Leonardo Acosta from Buenos Aires, who has been dancing tango for over forty years, was greeting guests with his English dance partner, Tracey Tyack-King. Judging from the number of kisses being exchanged at the door, these bi-monthly events have a lot of regulars.
In honour of the Waldorf’s long association with the tango, we were to be treated to Leonardo and Tracey giving six exhibition dances tracing the development of the tango from 1910 till 1990. But first we were offered a very gentle cocktail and invited to a 45-minute tango lesson on the dance floor.

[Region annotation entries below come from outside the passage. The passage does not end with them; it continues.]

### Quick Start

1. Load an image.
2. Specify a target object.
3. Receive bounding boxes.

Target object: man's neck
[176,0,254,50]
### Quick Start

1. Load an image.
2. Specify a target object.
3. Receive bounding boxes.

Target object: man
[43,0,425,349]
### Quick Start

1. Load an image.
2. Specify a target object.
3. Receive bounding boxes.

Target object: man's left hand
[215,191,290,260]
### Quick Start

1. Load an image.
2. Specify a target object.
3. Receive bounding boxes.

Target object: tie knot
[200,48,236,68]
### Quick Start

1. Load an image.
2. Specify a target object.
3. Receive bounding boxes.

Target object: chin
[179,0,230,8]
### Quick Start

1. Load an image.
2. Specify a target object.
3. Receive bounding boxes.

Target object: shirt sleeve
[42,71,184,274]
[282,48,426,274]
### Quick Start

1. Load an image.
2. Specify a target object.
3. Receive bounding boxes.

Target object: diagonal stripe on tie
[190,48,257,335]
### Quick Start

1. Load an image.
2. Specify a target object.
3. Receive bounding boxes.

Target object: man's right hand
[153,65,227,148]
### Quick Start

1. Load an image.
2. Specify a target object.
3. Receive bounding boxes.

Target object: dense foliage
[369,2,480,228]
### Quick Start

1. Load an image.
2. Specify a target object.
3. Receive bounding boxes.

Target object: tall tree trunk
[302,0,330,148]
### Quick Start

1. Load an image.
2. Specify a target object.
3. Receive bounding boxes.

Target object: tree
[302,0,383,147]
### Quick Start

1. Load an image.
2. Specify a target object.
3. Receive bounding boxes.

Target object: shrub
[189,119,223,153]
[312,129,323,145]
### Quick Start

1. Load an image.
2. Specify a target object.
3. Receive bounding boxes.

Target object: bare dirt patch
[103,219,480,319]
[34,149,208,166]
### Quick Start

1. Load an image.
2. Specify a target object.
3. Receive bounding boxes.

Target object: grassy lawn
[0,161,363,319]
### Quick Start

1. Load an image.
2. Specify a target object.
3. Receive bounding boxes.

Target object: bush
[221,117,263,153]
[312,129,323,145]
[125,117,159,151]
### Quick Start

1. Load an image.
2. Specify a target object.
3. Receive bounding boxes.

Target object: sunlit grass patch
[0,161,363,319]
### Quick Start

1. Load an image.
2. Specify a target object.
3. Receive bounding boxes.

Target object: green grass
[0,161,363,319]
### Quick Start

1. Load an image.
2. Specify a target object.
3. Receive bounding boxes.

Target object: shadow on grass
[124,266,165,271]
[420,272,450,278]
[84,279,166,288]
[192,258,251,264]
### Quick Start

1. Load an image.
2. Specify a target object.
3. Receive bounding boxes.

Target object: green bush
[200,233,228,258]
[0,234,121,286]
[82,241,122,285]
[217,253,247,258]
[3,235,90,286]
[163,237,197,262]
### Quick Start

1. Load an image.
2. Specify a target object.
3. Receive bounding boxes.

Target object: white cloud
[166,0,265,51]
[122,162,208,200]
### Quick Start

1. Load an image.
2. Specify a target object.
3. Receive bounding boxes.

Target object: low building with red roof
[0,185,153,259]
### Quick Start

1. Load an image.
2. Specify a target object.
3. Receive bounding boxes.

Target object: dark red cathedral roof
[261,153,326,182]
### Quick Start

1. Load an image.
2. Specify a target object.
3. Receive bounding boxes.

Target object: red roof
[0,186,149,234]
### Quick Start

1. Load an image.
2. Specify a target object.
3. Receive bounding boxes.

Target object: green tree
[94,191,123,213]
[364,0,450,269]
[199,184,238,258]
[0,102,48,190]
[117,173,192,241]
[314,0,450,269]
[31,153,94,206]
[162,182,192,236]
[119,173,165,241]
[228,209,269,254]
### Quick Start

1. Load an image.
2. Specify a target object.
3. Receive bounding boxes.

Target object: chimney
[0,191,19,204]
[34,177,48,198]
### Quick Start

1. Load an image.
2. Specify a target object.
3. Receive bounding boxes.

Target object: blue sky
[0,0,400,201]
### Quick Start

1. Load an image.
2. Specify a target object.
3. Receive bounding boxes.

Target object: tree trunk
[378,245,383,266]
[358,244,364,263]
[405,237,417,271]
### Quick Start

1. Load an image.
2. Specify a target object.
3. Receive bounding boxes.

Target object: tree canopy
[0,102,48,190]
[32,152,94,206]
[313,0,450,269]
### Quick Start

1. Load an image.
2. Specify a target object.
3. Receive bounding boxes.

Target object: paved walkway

Kate and I were glad to find that tango, at its least ambitious, can be danced by two people who walk round the dancefloor in sync - and with aplomb. The choreography is improvised and can be complicated, but you can also bluff it. However we soon realised that the really good dancers tango without a smile on their lips or a word of conversation. Some of the women here were even doing it with their eyes closed, the better to sense their partner's lead. Kate and I were in the enthusiastic amateur category, talking and even laughing as we strutted and twirled.

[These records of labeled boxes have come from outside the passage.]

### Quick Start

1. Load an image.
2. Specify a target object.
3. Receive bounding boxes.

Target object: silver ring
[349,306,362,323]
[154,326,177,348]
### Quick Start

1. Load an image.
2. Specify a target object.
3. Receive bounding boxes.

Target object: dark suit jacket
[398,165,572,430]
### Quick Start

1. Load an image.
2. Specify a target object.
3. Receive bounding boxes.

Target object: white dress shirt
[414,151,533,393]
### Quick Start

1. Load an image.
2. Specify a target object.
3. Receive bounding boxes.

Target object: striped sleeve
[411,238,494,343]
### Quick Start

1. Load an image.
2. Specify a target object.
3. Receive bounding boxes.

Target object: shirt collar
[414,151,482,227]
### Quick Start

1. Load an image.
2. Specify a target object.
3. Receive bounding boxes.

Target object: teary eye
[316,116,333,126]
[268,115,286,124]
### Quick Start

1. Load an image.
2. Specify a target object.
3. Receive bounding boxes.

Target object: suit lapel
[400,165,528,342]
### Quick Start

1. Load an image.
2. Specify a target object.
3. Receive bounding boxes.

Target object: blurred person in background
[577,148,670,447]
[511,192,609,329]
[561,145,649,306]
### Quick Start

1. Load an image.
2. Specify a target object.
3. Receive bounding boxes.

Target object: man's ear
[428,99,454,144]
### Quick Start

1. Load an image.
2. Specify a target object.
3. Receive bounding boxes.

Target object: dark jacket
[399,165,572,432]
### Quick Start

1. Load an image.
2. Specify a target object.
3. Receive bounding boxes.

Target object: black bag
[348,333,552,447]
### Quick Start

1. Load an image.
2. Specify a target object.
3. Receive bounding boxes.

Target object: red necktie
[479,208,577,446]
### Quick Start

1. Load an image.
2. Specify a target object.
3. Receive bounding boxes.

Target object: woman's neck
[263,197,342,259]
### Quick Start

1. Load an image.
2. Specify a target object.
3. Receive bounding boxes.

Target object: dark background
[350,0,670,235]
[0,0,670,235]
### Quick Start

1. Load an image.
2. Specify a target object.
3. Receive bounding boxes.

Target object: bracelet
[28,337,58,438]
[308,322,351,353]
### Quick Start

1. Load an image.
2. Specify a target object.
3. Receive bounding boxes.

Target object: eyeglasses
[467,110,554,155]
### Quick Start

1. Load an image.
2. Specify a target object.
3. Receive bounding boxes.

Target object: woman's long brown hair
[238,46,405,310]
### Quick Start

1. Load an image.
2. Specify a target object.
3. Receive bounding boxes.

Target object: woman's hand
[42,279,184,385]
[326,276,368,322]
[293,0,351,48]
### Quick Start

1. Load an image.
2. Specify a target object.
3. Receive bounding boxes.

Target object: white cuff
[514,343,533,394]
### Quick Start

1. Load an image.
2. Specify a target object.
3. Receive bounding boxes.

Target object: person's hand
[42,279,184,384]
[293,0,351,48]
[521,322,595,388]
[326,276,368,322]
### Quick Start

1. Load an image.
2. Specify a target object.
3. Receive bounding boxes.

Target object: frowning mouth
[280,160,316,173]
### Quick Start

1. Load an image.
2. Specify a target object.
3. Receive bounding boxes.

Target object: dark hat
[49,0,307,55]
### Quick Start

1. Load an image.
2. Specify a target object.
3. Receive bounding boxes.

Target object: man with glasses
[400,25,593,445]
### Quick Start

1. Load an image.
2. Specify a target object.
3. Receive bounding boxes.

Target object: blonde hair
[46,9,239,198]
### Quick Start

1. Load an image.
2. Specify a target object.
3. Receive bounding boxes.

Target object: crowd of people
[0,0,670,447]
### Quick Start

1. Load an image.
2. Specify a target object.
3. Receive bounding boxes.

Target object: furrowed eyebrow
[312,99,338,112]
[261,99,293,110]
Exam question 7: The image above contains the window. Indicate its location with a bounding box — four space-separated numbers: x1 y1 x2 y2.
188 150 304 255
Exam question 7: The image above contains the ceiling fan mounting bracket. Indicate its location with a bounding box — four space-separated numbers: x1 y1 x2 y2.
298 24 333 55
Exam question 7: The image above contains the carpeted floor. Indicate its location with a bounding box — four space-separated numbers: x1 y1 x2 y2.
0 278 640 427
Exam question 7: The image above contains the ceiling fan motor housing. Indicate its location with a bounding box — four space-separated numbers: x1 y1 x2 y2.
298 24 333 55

Supper followed at our tables, which gave us a chance to do some serious people-watching. There was the tiny woman in the even tinier dress who sat all alone and did not eat. She looked as if she lived for tango and only came alive when asked to dance. There was the couple who were dressed for sitting in a public library with the newspapers. She was even wearing a yellow cardigan, but my wife noticed she wore dancing shoes with glittering gold heels. Later he sat eating quite happily while she tangoed off with anyone who invited her. There was the man who looked he could enforce for East End gangsters if he chose and who never smiled, but who danced his equally unsmiling partner round with a splendid cold precision once the music started. And there was the tall and kindly expert who invited my wife to dance after we had proved to everyone that we had no idea what we were up to. Best of all were the women whose dextrous legs, kicking and flicking alarmingly, belied their obvious chronological ages. Dresses were split high on the thigh, all the better to twine their knees behind their partners’ legs. Tango definitely delays the effects of middle age.
By the end of the evening I had decided that London’s Waldorf was not just the best place to dance tango in the capital but the best place to people-watch the English too.
2014/15: Tango suppers at the Waldorf cost £69 per person and anyone in town on a Sunday when one is being staged would be foolish to miss out.